Detection functions¶
ACE¶
-
pysptools.detection.detect.
ACE
(M, t)¶ Performs the adaptive cosin/coherent estimator algorithm for target detection.
- Parameters:
- M: numpy array
- 2d matrix of HSI data (N x p).
- t: numpy array
- A target endmember (p).
- Returns: numpy array
- Vector of detector output (N).
- References:
- X Jin, S Paswater, H Cline. “A Comparative Study of Target Detection Algorithms for Hyperspectral Imagery.” SPIE Algorithms and Technologies for Multispectral, Hyperspectral, and Ultraspectral Imagery XV. Vol 7334. 2009.
CEM¶
-
pysptools.detection.detect.
CEM
(M, t)¶ Performs the constrained energy minimization algorithm for target detection.
- Parameters:
- M: numpy array
- 2d matrix of HSI data (N x p).
- t: numpy array
- A target endmember (p).
- Returns: numpy array
- Vector of detector output (N).
- References:
- Qian Du, Hsuan Ren, and Chein-I Cheng.
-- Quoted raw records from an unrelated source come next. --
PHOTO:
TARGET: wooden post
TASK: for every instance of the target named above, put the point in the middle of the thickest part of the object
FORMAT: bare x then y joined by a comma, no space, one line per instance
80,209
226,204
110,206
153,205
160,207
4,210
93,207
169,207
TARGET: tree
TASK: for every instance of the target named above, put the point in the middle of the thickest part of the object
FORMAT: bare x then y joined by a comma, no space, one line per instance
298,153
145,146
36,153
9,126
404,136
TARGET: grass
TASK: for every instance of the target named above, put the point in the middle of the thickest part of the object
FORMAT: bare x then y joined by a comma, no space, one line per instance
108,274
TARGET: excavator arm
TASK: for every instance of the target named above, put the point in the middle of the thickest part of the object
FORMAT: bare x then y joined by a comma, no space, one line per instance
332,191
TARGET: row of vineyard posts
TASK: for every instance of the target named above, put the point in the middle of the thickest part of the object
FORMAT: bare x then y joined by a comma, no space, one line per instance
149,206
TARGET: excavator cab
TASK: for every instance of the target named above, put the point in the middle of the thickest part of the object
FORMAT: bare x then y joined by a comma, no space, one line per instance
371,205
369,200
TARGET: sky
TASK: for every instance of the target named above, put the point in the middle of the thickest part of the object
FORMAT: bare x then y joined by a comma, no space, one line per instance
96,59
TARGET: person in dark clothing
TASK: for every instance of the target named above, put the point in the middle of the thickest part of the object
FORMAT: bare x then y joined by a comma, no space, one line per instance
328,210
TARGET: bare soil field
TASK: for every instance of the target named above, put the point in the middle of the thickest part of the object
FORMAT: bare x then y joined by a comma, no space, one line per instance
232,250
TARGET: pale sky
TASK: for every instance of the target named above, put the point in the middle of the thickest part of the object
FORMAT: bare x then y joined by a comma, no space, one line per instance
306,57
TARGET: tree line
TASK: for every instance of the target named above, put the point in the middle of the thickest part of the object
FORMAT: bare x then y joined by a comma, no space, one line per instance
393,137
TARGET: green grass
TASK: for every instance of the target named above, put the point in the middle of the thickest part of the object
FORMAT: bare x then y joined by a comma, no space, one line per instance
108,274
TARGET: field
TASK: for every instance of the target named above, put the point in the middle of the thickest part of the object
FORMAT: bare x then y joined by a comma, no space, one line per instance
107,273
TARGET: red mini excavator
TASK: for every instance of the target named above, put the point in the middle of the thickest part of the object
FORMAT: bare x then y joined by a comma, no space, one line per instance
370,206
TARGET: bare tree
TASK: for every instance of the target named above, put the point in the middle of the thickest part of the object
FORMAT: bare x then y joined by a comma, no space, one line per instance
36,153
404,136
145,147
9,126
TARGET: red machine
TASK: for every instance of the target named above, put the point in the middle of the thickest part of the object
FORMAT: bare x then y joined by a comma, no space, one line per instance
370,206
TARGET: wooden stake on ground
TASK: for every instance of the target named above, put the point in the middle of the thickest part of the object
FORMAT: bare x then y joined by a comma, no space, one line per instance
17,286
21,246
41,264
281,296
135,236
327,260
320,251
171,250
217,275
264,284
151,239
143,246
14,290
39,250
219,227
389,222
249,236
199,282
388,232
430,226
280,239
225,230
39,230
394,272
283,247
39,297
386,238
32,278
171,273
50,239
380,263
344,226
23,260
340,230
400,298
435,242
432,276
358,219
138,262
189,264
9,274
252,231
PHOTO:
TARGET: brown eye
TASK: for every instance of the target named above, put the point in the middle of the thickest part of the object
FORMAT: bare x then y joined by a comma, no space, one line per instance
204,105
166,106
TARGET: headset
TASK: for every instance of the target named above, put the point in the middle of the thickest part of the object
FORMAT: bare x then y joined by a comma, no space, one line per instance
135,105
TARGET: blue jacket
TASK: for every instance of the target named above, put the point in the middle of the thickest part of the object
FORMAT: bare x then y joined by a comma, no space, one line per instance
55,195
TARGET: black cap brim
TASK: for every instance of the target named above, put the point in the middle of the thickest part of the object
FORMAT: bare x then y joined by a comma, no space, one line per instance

A Comparative Study of Orthogonal Subspace Projection and Constrained Energy Minimization. IEEE TGRS. Volume 41. Number 6. June 2003.
GLRT¶
-
pysptools.detection.detect.
GLRT
(M, t)¶ Performs the generalized likelihood test ratio algorithm for target detection.
- Parameters:
- M: numpy array
- 2d matrix of HSI data (N x p).
- t: numpy array
- A target endmember (p).
- Returns: numpy array
- Vector of detector output (N).
- References:
- T F AyouB, “Modified GLRT Signal Detection Algorithm,” IEEE Transactions on Aerospace and Electronic Systems, Vol 36, No 3, July 2000.
MatchedFilter¶
-
pysptools.detection.detect.
MatchedFilter
(M, t)¶ Performs the matched filter algorithm for target detection.
- Parameters:
- M: numpy array
- 2d matrix of HSI data (N x p).
- t: numpy array
- A target endmember (p).
- Returns: numpy array
- Vector of detector output (N).
- References:
- X Jin, S Paswater, H Cline. “A Comparative Study of Target Detection
Algorithms for Hyperspectral Imagery.” SPIE Algorithms and Technologies for Multispectral, Hyperspectral, and Ultraspectral Imagery XV. Vol 7334. 2009.
OSP¶
-
pysptools.detection.detect.
OSP
(M, E, t)¶ Performs the othogonal subspace projection algorithm for target detection.
- Parameters:
- M: numpy array
- 2d matrix of HSI data (N x p).
- E: numpy array
- 2d matrix of background endmebers (p x q).
- t: numpy array
- A target endmember (p).
- Returns: numpy array
- Vector of detector output (N).
- References:
- Qian Du, Hsuan Ren, and Chein-I Cheng. “A Comparative Study of Orthogonal Subspace Projection and Constrained Energy Minimization.” IEEE TGRS. Volume 41. Number 6. June 2003.